Part 2 is about adding support for FacebookConnect which allow users to login to a website using their Facebook acounts. You should read and complete the 9 steps from Part 1 before start following the instructions below. A working TurboGears 2 project including all changes introduced in Part 1 can be downloaded from GitHub.
After you have downloaded the project from GitHub or completed the steps in Part 1, let’s continue the process by adding FacebookConnect support:
Step 10. Add Facebook Python SDK to the project
The purpose of having the user to login into our site is to be able to know something about that particular user. Normally we would like to know its name and email address, so whether the user is logging in with an username and password or using its Facebook account, we would like to have access to that kind of information; hopefully without having to ask the user for it.

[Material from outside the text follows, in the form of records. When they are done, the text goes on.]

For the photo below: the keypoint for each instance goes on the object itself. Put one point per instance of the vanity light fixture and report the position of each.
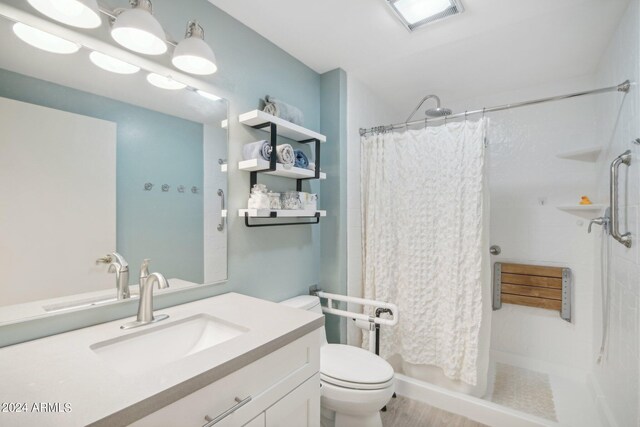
(43, 40)
(416, 13)
(164, 82)
(193, 55)
(114, 65)
(208, 95)
(77, 13)
(137, 29)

Facebook users already have provided a name, an email address and a lot more information when they create an account. If the user has agreed to share it, Facebook allows applications to access that information through the Graph API and to use that API we’re going to need two things:
- A Facebook Application.
- A Library to consume the API resources.
Let’s start with the library: in order to retrieve profile information from Facebook we’re going to use Facebook Python SDK, the official library to interact with Facebook Graph API. It provides the necessary methods to parse an AccessToken from a cookie created by another Facebook library – Facebook JavaScript SDK – and to read and write data to Facebook.
Right now, all you need to do, is download http://github.com/facebook/python-sdk/blob/master/src/facebook.py to the same directory that contains your development.ini. We’ll use the library in the next step.
Step 11. Create a plugin to authenticate users with Facebook Connect
When an user is logged into his/her Facebook account and decides to login to our site using his/her Facebook credentials, the Facebook JavaScript SDK creates a special cookie under our domain. The information stored in that cookie allows us to gather information from Facebook through the Graph API.
In Step 11. we create a repoze.who plugin which look for Facebook credentials in the cookies of each request. If the credentials are found, the plugin attempts to relate those credentials with an existing user in our database, if such an user doesn’t exits the plugin try to read the user’s name and email address from Facebook and then creates a new user in the database. Whether the credentials could be related to an existing user or a new one was created, the plugin return an “identity” dictionary to tell repoze.who it has successfully authenticated a valid user.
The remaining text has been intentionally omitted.